What Yelp rates something, I completely disregard.
But what Michelin states – I stop, consider, and I become interested in finding out for myself. I don’t always agree, but they have credibility with me.
So the fabulous Mr. K announces that the first dinner of the year will be at Santé at Fairmont Sonoma Mission Inn . I’ve been to Sonoma Mission Inn before, and it’s a nice hotel and rather fabulosu spa. But I had never eaten at this restaurant; in fact, I had never heard of it. But I looked it up and was intrigued that it had received a Michelin star.
I thought I had eaten at all of Napa and Sonoma’s best, but according to Michelin, I was wrong.
Santé is a beautifully lit restaurant with a semi-formal but “wine-country casual” atmosphere. Given its status and location, I felt like I should be really dressed up but “nicely dressed” is enough for this location. The hostess was great, exactly how I like the service — friendly, polite and professional.
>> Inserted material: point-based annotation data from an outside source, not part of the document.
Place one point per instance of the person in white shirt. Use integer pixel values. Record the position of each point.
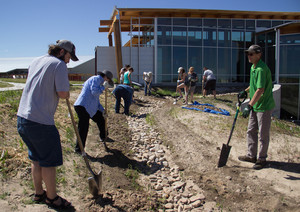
(147, 77)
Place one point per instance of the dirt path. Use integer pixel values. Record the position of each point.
(196, 139)
(160, 158)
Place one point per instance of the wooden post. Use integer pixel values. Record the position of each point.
(110, 40)
(118, 47)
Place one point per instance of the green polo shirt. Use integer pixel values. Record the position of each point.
(260, 77)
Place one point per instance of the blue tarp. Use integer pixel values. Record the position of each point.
(208, 110)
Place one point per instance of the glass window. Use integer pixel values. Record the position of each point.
(238, 24)
(224, 23)
(263, 24)
(289, 102)
(224, 65)
(290, 39)
(179, 36)
(261, 40)
(237, 39)
(210, 59)
(163, 64)
(271, 36)
(195, 59)
(179, 21)
(249, 38)
(209, 37)
(238, 67)
(224, 38)
(289, 60)
(195, 22)
(211, 23)
(164, 21)
(250, 24)
(179, 60)
(164, 35)
(195, 36)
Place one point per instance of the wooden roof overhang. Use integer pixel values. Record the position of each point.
(125, 15)
(288, 28)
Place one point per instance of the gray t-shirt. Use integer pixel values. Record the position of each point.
(46, 76)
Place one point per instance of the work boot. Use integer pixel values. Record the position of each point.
(247, 159)
(260, 164)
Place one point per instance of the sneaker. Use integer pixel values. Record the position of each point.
(77, 151)
(259, 164)
(247, 159)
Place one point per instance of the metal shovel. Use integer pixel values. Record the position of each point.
(226, 148)
(95, 182)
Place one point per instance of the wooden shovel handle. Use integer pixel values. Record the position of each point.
(106, 111)
(78, 138)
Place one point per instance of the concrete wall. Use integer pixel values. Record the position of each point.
(87, 67)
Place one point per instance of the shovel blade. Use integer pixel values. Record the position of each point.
(224, 155)
(95, 184)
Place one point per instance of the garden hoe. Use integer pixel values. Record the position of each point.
(226, 148)
(95, 182)
(105, 118)
(175, 102)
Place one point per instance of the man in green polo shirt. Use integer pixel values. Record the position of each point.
(259, 108)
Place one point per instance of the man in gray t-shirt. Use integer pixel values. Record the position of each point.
(47, 81)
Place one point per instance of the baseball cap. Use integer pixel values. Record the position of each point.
(254, 49)
(68, 46)
(109, 75)
(179, 69)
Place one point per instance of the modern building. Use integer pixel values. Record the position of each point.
(161, 40)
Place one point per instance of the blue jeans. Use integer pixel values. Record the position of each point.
(146, 88)
(122, 93)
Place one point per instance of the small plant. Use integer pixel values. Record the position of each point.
(21, 143)
(4, 195)
(173, 112)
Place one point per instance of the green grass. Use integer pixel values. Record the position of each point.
(5, 85)
(12, 98)
(150, 119)
(165, 92)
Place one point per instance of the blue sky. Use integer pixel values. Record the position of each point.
(29, 26)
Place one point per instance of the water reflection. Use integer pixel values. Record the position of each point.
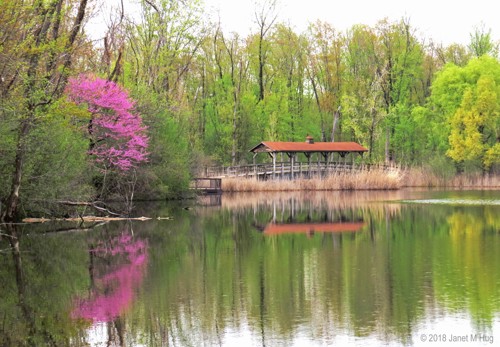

But straight off the bat, the servers struck me as extremely odd.
The Service at Santé
Now bear in mind that having stayed at this hotel, I thought the service at this hotel was exemplary topnotch Fairmont service. Inside the restaurant, I felt that they had trained otherwise good servers to be just — weird. I’m not sure how to explain it, but let me provide an example. When I say thanks for filling up my water, I don’t expect “Thank YOU!” in return. Sure, there’s nothing wrong with it, but repeat that four times in one dinner and you begin to get the idea. “My pleasure!” or “Certainly!” are acceptable responses, but “No, thank YOU!” to each token of thanks is just weird. But it wasn’t just that — it was like these servers had an idea of what “Fairmont Service” was supposed to be, and putting on an act to be something they were not naturally inclined to be. With the exception of one tall server who delivered our food, I found this to be uniformly true.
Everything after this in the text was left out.